Both their styles and intention is art as narrative. The story that their paintings tell is there to be read. Frida’s work, for me, questions the standard splitting of the private and public spheres of living through her focus on the body, which is present simultaneously in both social places. The photographs of Frida and her life are an important part of the exhibition. Through the regional Mexican costumes she wore and the face she showed in public, Frida performed as well as made art.
At face value, Frida’s very complicated love life and complex relationship with her husband may not offer a direct link to the romance novels we love to read and critique here on Book Thingo and all our favourite social media platforms. Yet, as I walked the exhibition thinking about the romance genre’s HFN and HEA being a discovery and owning of a true self, and that this is achieved through relationship lived through bodies, I didn’t feel that the connection is too much of a stretch.
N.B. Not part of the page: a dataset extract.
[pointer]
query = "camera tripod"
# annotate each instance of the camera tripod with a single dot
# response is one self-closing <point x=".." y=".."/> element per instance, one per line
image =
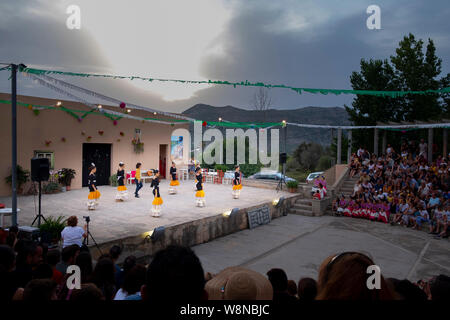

For Frida Kahlo, the most personal sphere of living was where the world was made real, and that is the same message for the romance genre, too.
There are not a huge number of the complex and surreal paintings that are so recognisably Frida Kahlo’s work, but there is a strong narrative arc to the exhibition. The sepia ink work, the letters and photographs, are an important part of the story but a little hard to spend time with in the crowded corridor-like space of the exhibition (there is timed entry). I was disappointed in the quality of the postcards available in the AGNSW shop. I thought the colours of the paintings quite muddy in the reproductions, washing Frida’s pictures of much of their life. The Frida Kahlo and Diego Rivera: Love and Pain exhibition is a once-in-a-lifetime opportunity for Australians to see the real work of these defining 20th century artists.